Ed was paler behind his freckly tan and he looked slightly sick.

‘What?’ I said again.

‘Nothing. So – you think it’s definitely the same Pete Milton?’

I shrugged. ‘Anyone can change a date of birth. Remember, it was way before the days of ID fraud and money laundering paranoia. He wouldn’t even have had to give them bank details.’

He nodded, still looking sick. ‘There’s something I should tell you.’

I could tell he hadn’t been properly listening to me. He had that look that men get when they wish you would hurry up and finish talking so that they can blurt out the thing that’s been bothering them the whole time they’ve been pretending to pay attention.

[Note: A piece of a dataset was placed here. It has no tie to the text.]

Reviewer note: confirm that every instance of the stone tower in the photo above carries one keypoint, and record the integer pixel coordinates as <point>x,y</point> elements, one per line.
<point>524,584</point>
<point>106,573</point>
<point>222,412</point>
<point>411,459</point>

‘I am a journalist, that’s all true.’ He said it as though his being a journalist was the thing that had made me like him so far. ‘But – I’m not working on a story. Or at least, not just any story. I’m – Pete Milton is – was, whatever – The thing is, I’m his brother.’

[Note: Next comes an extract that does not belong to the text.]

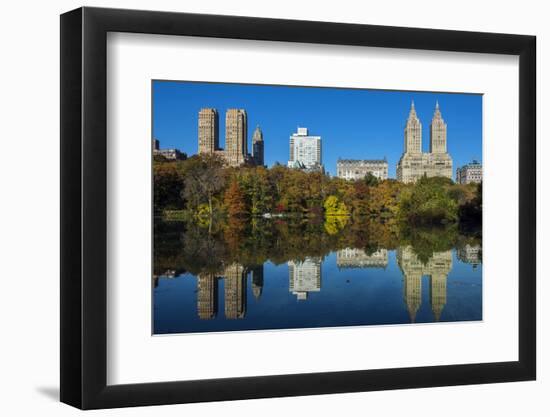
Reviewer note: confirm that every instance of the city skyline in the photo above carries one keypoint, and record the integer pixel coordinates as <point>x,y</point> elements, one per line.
<point>354,124</point>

‘Right.’ I blinked. Seemed as if it was family history research of a kind, after all. ‘Shit, I’m so sorry, I didn’t know,’ I said needlessly. ‘If I’d known, I wouldn’t have been so blunt.’

Ed shook his head. ‘You weren’t – you haven’t been. Don’t be sorry.’

‘I meant – ’ I blurted, then stopped.

‘What?’

I remembered what he’d said to me when he found out about Mum and Dad, and how grateful I had been to him. ‘I meant I’m sorry for you,’ I said. ‘Him being gone so long, not knowing. It must have been terrible for you.’ I wasn’t asking, it was a statement of fact. When he’d asked me about Mum and Dad, about how I managed to carry on, I’d had the feeling then that he knew already that I was just a moving, talking shell, that in some ways he was one too.

He was silent a minute. ‘I know everybody says that the not knowing that’s what everybody thinks is the worst, but I’m not sure. What about you? What would you choose? Not knowing, maybe never knowing, whether your parents were alive, or, well…being where you are now? Knowing.’

Tears sprang into my eyes. I looked down, hoping the light was dim enough that he wouldn’t notice. Ed did not seem like the kind of man who would be attracted to, or wish to exploit, a damaged woman, nor was I the type of woman who would wish to appear damaged. Although, seeing as I was crying in front of him for the second time in as many meetings, it was probably already too late.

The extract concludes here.